Pas de recette miracle
Pour résumer : il n'y a donc pas de recette miracle pour lutter contre l'antibiorésistance, et chaque politique publique doit donc s'adapter au contexte local et aux combinaisons bactérie/antibiotique ciblées. « L'information très importante à retenir de ce travail est que les facteurs qui influencent l'augmentation de l'antibiorésistance dépendent du couple bactérie/antibiotique considéré », souligne Lulla Opatowski. Il faut aussi que chaque pays questionne les facteurs pertinents qui lui sont propres.
L'enjeu est de taille : selon une étude récente publiée dans le « Lancet », on estime que 4,95 millions de décès dans le monde surviennent chez des patients souffrant d'infection bactérienne multirésistante, dont 1,27 million est directement attribuable à cette infection. L'Afrique subsaharienne est la région du monde la plus touchée avec 27,3 décès pour 100 000 habitants.

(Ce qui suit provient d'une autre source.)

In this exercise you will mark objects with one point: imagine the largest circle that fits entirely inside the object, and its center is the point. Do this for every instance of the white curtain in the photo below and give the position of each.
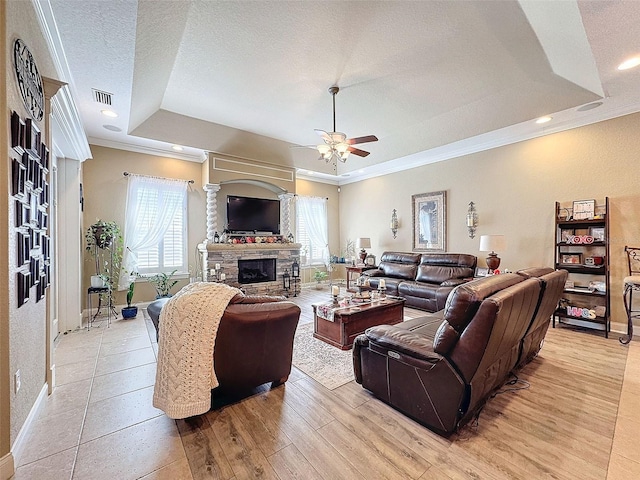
(314, 212)
(151, 205)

Les six pathogènes multirésistants le plus souvent associés à ces décès étaient E. coli, Staphylococcus aureus, K. pneumoniae, Streptococcus pneumoniae, A. baumannii et P. aeruginosa.
Pour la suite, les statisticiens de l'Institut Pasteur espèrent appliquer leur modèle à d’autres bases de données, comme celle de l’Organisation mondiale de la santé (OMS), notamment pour améliorer les connaissances des déterminants de résistance. « La surveillance de la résistance aux antibiotiques est encore récente et incomplète : on se focalise encore trop sur certaines espèces de bactéries, indique Eve Rahbé. Il y a aussi un effort à faire sur la collecte des données de consommation des antibiotiques. Toutes les ventes d'antibiotiques qui ne passent pas par les circuits officiels, sur les marchés par exemple, passent sous le radar. »
À l'avenir, Eve Rahbé souhaiterait ajouter davantage de variables à son modèle statistique : « On voudrait notamment intégrer le fait de savoir si les gens s'adressent en priorité à leur médecin de ville ou à l'hôpital, détaille-t-elle. La Corée du Sud est, par exemple, un pays ou les variations de prévalence de l'antibiorésistance ne s'expliquent pas bien. Or, c'est un pays où les gens consultent beaucoup à l'hôpital. » La chercheuse travaille également sur la modélisation mathématique des transmissions entre individus au sein d'un même pays et des transmissions via les voyages internationaux.